The computer 602 can operate in a networked environment (e.g., IP) using logical connections via a wired/wireless communications subsystem 642 to one or more networks and/or other computers. The other computers can include workstations, servers, routers, personal computers, microprocessor-based entertainment appliance, a peer device or other common network node, and typically include many or all of the elements described relative to the computer 602. The logical connections can include wired/wireless connectivity to a local area network (LAN), a wide area network (WAN), hotspot, and so on. LAN and WAN networking environments are commonplace in offices and companies and facilitate enterprise-wide computer networks, such as intranets, all of which may connect to a global communications network such as the Internet.
When used in a networking environment the computer 602 connects to the network via a wired/wireless communication subsystem 642 (e.g., a network interface adapter, onboard transceiver subsystem, etc.) to communicate with wired/wireless networks, wired/wireless printers, wired/wireless input devices 644, and so on. The computer 602 can include a modem or has other means for establishing communications over the network. In a networked environment, programs and data relative to the computer 602 can be stored in the remote memory/storage device, as is associated with a distributed system. It will be appreciated that the network connections shown are exemplary and other means of establishing a communications link between the computers can be used.

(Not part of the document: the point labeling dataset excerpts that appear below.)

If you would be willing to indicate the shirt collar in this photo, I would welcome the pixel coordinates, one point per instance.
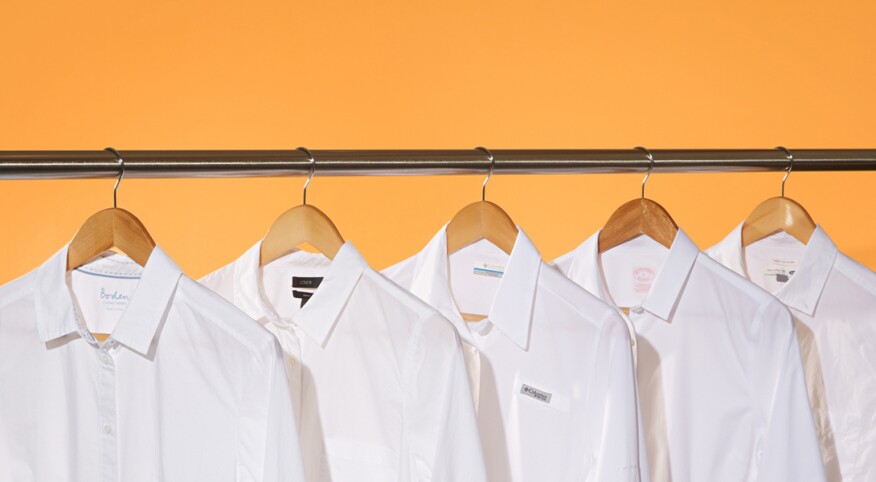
(511, 308)
(318, 317)
(586, 269)
(136, 328)
(804, 289)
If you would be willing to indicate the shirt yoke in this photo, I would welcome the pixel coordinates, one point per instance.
(856, 273)
(219, 312)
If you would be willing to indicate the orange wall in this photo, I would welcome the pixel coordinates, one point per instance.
(451, 74)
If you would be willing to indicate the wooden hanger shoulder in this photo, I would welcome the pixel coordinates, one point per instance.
(635, 218)
(778, 214)
(301, 224)
(481, 220)
(108, 228)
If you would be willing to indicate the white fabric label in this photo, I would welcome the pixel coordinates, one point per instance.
(489, 269)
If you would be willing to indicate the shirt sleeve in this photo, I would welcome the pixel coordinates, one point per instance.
(789, 448)
(614, 412)
(444, 439)
(270, 449)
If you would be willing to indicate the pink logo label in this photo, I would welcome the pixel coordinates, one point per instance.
(643, 277)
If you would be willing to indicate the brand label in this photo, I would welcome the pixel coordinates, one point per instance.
(112, 299)
(306, 282)
(781, 269)
(535, 393)
(489, 269)
(643, 278)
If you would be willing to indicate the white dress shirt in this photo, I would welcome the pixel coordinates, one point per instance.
(378, 377)
(719, 372)
(551, 365)
(833, 300)
(186, 387)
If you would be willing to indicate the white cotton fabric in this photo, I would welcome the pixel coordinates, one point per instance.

The computer 602 is operable to communicate with wired/wireless devices or entities using the radio technologies such as the IEEE 802.xx family of standards, such as wireless devices operatively disposed in wireless communication (e.g., IEEE 802.11 over-the-air modulation techniques) with, for example, a printer, scanner, desktop and/or portable computer, personal digital assistant (PDA), communications satellite, any piece of equipment or location associated with a wirelessly detectable tag (e.g., a kiosk, news stand, restroom), and telephone. This includes at least Wi-Fi (or Wireless Fidelity) for hotspots, WiMax, and Bluetooth™ wireless technologies. Thus, the communications can be a predefined structure as with a conventional network or simply an ad hoc communication between at least two devices. Wi-Fi networks use radio technologies called IEEE 802.11x (a, b, g, etc.) to provide secure, reliable, fast wireless connectivity. A Wi-Fi network can be used to connect computers to each other, to the Internet, and to wire networks (which use IEEE 802.3-related media and functions).

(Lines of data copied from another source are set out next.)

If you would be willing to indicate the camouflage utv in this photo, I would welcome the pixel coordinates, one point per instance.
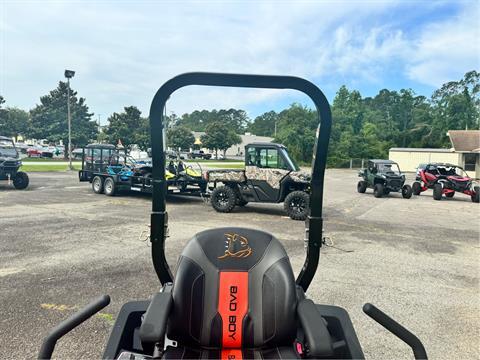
(270, 176)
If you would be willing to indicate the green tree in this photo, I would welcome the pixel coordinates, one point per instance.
(264, 125)
(219, 137)
(200, 120)
(49, 119)
(180, 137)
(142, 134)
(125, 126)
(296, 129)
(3, 116)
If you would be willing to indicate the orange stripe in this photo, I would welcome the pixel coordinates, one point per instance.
(232, 354)
(232, 306)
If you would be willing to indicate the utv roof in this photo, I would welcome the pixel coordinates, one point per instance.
(100, 146)
(380, 161)
(266, 144)
(443, 164)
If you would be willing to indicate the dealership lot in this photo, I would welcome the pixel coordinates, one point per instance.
(61, 246)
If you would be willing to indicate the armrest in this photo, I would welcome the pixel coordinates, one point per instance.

What has been described above includes examples of the disclosed architecture. It is, of course, not possible to describe every conceivable combination of components and/or methodologies, but one of ordinary skill in the art may recognize that many further combinations and permutations are possible. Accordingly, the novel architecture is intended to embrace all such alterations, modifications and variations that fall within the spirit and scope of the appended claims. Furthermore, to the extent that the term “includes” is used in either the detailed description or the claims, such term is intended to be inclusive in a manner similar to the term “comprising” as “comprising” is interpreted when employed as a transitional word in a claim.